At 21 weeks, I was still comfortably riding my Canondale Quick 3 to work, but I started to have trouble swinging my leg up and over the rear rack and itching to ride something more upright with a step-through frame.  We don’t have a ton of storage space for another bike, and carrying one up and down the steps is the main reason I went from a step through to a regular bike anyway, so I turned my search to folding bikes and decided to go with the Citizen Tokyo after some unsuccessful searches on Craigslist.  The Tokyo is an entry level price point and the appeal of the folding bike is that either my husband or I could ride it (although it’s baby blue so he probably won’t), and then if the other person needed to pick them up, it can go in the trunk.  This actually worked perfectly the one time so far that we tried it.

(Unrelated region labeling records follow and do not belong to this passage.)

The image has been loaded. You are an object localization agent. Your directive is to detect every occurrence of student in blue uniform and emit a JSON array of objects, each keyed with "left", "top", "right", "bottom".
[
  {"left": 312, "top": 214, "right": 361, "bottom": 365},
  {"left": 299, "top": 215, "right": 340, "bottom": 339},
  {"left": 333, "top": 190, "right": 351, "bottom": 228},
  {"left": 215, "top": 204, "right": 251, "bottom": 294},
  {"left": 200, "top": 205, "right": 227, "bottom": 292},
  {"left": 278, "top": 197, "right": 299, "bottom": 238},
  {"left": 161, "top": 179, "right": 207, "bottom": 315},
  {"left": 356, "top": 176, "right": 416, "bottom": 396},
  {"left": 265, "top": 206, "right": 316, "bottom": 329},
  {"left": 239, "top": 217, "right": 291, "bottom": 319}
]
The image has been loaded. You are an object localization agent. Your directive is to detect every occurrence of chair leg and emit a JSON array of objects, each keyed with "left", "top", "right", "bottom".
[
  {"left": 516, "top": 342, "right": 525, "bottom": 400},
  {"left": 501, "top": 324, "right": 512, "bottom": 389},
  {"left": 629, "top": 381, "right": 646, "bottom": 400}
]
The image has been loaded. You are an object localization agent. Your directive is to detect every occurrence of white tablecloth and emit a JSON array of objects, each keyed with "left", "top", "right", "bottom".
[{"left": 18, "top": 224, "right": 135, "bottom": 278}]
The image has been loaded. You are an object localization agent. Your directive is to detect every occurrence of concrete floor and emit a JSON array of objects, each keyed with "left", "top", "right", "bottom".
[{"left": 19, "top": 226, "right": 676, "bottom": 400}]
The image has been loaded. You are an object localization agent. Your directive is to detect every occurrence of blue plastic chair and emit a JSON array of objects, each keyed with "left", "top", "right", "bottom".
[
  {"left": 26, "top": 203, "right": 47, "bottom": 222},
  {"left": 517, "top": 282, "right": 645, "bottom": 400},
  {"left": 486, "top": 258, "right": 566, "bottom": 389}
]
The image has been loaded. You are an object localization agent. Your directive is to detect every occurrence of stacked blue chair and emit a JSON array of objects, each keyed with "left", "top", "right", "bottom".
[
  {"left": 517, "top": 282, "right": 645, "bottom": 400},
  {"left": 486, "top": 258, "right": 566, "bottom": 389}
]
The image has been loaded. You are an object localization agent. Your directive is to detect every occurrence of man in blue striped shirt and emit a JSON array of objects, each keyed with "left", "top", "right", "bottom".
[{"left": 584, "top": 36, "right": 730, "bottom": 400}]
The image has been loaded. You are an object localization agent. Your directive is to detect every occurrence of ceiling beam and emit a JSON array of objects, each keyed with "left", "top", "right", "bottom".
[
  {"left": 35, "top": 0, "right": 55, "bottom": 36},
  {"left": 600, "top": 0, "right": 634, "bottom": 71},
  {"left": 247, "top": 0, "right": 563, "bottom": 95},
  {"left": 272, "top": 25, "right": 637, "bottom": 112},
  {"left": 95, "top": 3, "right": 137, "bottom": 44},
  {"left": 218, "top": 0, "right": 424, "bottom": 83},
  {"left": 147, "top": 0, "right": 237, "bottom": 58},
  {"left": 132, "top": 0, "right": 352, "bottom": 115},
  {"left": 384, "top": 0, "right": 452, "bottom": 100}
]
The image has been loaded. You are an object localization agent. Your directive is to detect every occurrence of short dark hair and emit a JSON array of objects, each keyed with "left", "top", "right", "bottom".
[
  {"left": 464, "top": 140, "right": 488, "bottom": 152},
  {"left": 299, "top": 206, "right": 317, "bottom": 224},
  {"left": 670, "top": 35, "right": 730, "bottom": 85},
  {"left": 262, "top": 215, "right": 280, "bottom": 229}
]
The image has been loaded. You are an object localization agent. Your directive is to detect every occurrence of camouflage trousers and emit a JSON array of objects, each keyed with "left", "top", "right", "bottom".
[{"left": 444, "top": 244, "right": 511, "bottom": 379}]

I’ve been riding the Tokyo for a little over a month now and I’m really happy with it.  I will give a more detailed review later, because there were very few honest reviews out there.  It’s 26 lbs, so the same weight as my Canondale, and has a low frame so I can step over it easily. I ordered it with the rear rack and the comfort seat.  The best part is that my Racktime Shoulderit Pannier bag actually fits on the rear rack – I wasn’t expecting that because the rear rack is tiny, the tubing is thick, and it’s low to the ground.  When I first pulled it out, we were like, “oh, gonna need a new work bag” but then I came home and told my husband that my ShoulderIt bag actually worked and he was like, “okay, I need to see this.”  It turns out that Ortlieb really knows what they are doing.
My new job is not too far from the train station, so the other purpose of getting a folding bike was that I could take it on the train.  I will be trying this next week.  I think, even though my pannier bag does fit, I will be riding with a backpack, because it’s hard to manage a shoulder bag and a folding bike at the same time.  I also will be hopefully exercising on my lunch break, and therefore might need to take workout clothes, plus my lunch, with me, and the backpack will just have more room.  I’m not sure how much longer I’ll be able to keep riding for – I’m really starting to slow down, so I think I might move to riding on the sidewalks of the busy streets soon. I’m not wild about this, but I’d rather ride on the sidewalk and annoy pedestrians than risk getting run over by an impatient driver.